Analyse the central bank discourse
Support for a researcher and a post-doctoral researcher in the textual analysis of data from central banks. The support took the form of a discussion on the use of the paragraph as a marker for argumentative analysis, in the sense that parsing and ocr-isation of documents in PDF format (proprietary format) are complex to optimise for a time-limited project. Secondly, a dataframe containing the phrases of interest has been created. Work will need to be done on extracting footnotes, on the regex that identify phrases of interest, and on the qualitative annotation method for phrase-context sets.
This is the second time we have worked with a digital artist on a project to transform parliamentary debates into artistic installations, particularly musical ones, in a former washhouse in the Béarn region. The person being supported had made good progress since her previous participation in the MetAt, and had questions about the choice, presentation and articulation of the various metrics generated from the debates on the one hand, and access to MPs' data on the other, for which the mentor put her in touch with the team from the Regards Citoyens association responsible for monitoring the NosDéputés.fr website.
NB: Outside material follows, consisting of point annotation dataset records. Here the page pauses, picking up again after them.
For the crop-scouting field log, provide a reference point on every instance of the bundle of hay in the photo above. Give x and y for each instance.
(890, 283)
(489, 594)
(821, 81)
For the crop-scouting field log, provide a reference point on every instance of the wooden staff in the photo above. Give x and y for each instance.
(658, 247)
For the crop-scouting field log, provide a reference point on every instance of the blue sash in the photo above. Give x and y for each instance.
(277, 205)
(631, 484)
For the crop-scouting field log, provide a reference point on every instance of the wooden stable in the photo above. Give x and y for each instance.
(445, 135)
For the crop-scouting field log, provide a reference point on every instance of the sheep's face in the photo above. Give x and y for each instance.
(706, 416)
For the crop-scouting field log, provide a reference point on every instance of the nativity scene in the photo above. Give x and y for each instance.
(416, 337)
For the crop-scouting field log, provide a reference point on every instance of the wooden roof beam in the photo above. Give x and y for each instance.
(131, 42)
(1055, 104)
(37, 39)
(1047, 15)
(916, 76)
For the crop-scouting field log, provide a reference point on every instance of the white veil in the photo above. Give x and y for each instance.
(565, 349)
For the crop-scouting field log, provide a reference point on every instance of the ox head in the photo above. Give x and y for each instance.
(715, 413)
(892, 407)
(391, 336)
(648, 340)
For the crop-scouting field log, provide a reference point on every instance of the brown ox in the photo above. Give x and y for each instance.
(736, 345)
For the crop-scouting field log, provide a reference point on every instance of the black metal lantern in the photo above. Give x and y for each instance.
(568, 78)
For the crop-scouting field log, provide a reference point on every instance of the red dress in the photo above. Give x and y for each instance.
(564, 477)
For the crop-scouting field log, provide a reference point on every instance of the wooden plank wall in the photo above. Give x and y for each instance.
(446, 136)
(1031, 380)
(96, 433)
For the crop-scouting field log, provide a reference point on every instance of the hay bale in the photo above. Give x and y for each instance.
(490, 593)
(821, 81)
Mapping controversies using NLP tools, Europresse and Cortext
Support for two students who expressed the need to use NLP tools to create maps of controversies, following initial attempts using the AtalsTI tool that were not entirely satisfactory. The supervisor helped them to extract a Europresse corpus in html (initially in pdf), to extract the terms, to produce a cooccurrence network with Cortext, to make a contingency matrix, then a corpus demography and blumpchart also with Cortext.
This initial introduction was very useful for their needs on a test corpus. The session ended with the setting up of a protocol for processing complete corpora.
Path from targets with Hyphe
Support for a master’s student who had a Hyphe corpus (who was never trained on Hyphe) with 20 starting subreddits and wanted to see if these opened a path to more toxic “incel-type” subreddits (he had 4 “target” subreddit). The methodology was slightly rekt from the ground up (reddit pages change a lot over time, so a page crawled at a given time might have a very short shelf life), so they looked into trying to find path from the known targets (4 incel subreddits) to the sources. Turns out this is quite hard to do because hyphe doesn’t let you export links. They used graphology to parse a gexf (Graph Exchange XML Format) and do the first step and find what targets incel SR nodes.
Observable notebook with all the code here : https://observablehq.com/d/1a6806a0c9e1a6bb
The solution here is probably to look at the users of the incel subreddits and see in what other subreddits they posted over time. There is arguably not much of a point of using hyphe in that context when you can just track what spaces users engage with.